SSL stands for Secure Socket Layer and is an encryption technology which establishes a secure session between a visitor’s web browser and a secure website, this ensures that any information transmitted during this session is encrypted and secure.

The encryption used by the Secure Sockets Layer turns sensitive information such as credit card numbers, names and addresses into random characters. Only the correct recipient (the one with the encryption key) can decode the messages. If someone else tries to intercept the information, it will appear to be useless.

The encryption key is a mathematical algorithm that is used to encrypt or decrypt information. In the same way that a lock with many different combinations is more difficult to open, the longer the length of the encryption key the more secure the encrypted data is.

How do we know a website is using SSL?

An SSL Certificate is a digital computer file (or a small piece of code) that contains information about the authenticity of the identity of a person, business or website. This information can be viewed by visitors to the website by clicking on the browser padlock symbol or trust seal.

For online retailers and other businesses that use a website to gather sensitive information and need to keep this information secure; an SSL Certificate provides a way to show customers that their personal details and payment information will be kept safe.

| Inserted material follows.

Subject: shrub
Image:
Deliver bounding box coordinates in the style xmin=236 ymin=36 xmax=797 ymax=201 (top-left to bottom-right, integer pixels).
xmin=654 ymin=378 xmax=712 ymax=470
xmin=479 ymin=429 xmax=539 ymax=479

For consumers the SSL Certificate is proof that the business they are dealing with is who they say they are, and that they are taking the proper steps to protect customers sensitive information.
By shopping on a site or providing your personal details to a website that has been verified and has an appropriate level SSL certificate, you know you are dealing with a legitimate company and can feel confident engaging in online transactions with the company.

However not all SSL Certificates are created equal. There are a number of different types of SSL Certificates with different levels of encryption and security so it pays to be aware that not all sites offer the same level of protection.

Some of the different types of SSL Certificates include:

Self Signed Certificates: This type of certificate is generated by the website owner and is not issued by a trusted Certificate Authority (CA).

Domain Validated Certificates (DV): A certificate that validates the website domain, rather than the actual company who owns the domain. This is done, by simply sending an ‘Approver E-mail’ this is chosen by the customer and can only be sent to an e-mail address that is either registered on the WHOIS details of a website or a generic e-mail address such as administrator @thedomain.com

Fully Authenticated SSL Certificates or Organization Validated Certificates (OV): OV certificates is when the company is validated, rather than just the domain. The CA runs checks on the company to ensure they are a legal operating company.

Extended Validation (EV) SSL Certificates: Offer the highest industry standard for authentication and provide the best level of customer trust available. When consumers visit a web site secured with an EV SSL certificate, the address bar turns green in high-security web browsers and a special field appears with the name of the legitimate website owner along with the name of the security provider that issued the certificate. More thorough and strict company checks are performed by the CA before an EV SSL certificate can be issued.

With SSL protection, the likelihood of information being stolen is dramatically decreased, it is important for business website owners and customers alike to pay careful attention to SSL certificates and make sure that they are as secure as possible before engaging in online business transactions.